O presidente dos EUA, Donald Trump, afirmou que Washington, em conjunto com grandes companhias de energia americanas, poderia assumir o controle de uma parcela significativa das reservas de petróleo da Venezuela, possivelmente por um período prolongado. Nos últimos dias, autoridades norte-americanas também detiveram dois petroleiros vinculados ao país no Oceano Atlântico — um movimento interpretado pelos mercados como sinal de que a Casa Branca busca controlar os fluxos de petróleo venezuelano.
Trump declarou ainda que a Venezuela teria concordado em exportar até 50 milhões de barris de petróleo para os Estados Unidos, o que poderia implicar a interrupção dos embarques para a China, maior compradora e principal credora do país. Atualmente, cerca de 30% do petróleo venezuelano é fornecido a empresas estatais chinesas no âmbito de programas de pagamento de dívidas.
Desde 2007, a China concedeu à Venezuela empréstimos estimados por analistas em até US$ 60 bilhões, garantidos por entregas futuras de petróleo. Diante dos desdobramentos recentes, empresas chinesas que operam no país passaram a consultar Pequim sobre os próximos passos.
Analistas do Barclays classificaram a saída de Maduro como um gatilho para uma redefinição política e do setor petrolífero venezuelano.

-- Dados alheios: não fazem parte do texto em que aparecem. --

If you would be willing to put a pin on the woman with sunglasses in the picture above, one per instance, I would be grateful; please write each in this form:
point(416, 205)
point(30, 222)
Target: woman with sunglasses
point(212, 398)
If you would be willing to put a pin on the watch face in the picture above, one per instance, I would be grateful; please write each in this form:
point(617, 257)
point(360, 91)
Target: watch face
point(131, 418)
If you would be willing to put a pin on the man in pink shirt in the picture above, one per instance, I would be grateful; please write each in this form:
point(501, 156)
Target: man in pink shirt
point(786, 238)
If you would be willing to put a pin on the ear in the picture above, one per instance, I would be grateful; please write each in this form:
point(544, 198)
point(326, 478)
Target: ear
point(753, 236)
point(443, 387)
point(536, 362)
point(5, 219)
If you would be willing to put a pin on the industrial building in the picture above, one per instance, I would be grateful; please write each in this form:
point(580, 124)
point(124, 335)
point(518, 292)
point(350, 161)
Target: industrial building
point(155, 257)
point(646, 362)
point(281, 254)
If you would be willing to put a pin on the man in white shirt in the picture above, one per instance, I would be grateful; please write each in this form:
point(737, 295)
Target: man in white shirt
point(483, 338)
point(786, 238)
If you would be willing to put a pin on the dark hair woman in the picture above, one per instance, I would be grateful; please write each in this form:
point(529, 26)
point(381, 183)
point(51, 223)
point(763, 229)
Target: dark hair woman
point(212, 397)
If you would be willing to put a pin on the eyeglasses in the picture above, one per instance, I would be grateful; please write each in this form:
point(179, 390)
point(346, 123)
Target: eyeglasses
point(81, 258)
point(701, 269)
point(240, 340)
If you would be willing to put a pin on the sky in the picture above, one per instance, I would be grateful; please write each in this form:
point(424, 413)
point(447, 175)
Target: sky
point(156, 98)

Fontes próximas à Casa Branca afirmam que os Estados Unidos poderiam aliviar seletivamente as sanções para permitir o transporte e a venda do petróleo nos mercados globais. Nesse modelo, as receitas obtidas seriam direcionadas a contas sob controle dos EUA e posteriormente liberadas à Venezuela a critério de Washington.
O Barclays estima que, caso as sanções sejam flexibilizadas e a Venezuela obtenha acesso a financiamento multilateral, a economia poderá iniciar um processo de recuperação. Um baixo efeito base cria potencial para crescimento do PIB em dois dígitos, segundo o banco, além de um aumento da produção de petróleo entre 200 mil e 300 mil barris por dia em 2026, a partir do nível atual de aproximadamente 1 milhão de barris diários.
Os analistas ressaltam, contudo, que a sustentabilidade de qualquer recuperação dependerá diretamente da forma e da estabilidade da transição política. Apesar da saída de Maduro, representantes de seu campo socialista permanecem em posições de poder, e a ex-vice-presidente Delcy Rodríguez assumiu o papel de líder interina.
Relatórios indicam que Rodríguez enfrenta pressão para atender às exigências dos Estados Unidos, enquanto a Casa Branca busca garantir estabilidade na Venezuela sem insistir, por ora, em uma transição democrática imediata. O Barclays alerta que os acontecimentos recentes encerram um capítulo da história venezuelana e abrem caminho para uma transição política que os mercados tendem a enxergar de forma positiva, embora o processo permaneça frágil e deva ser longo e complexo.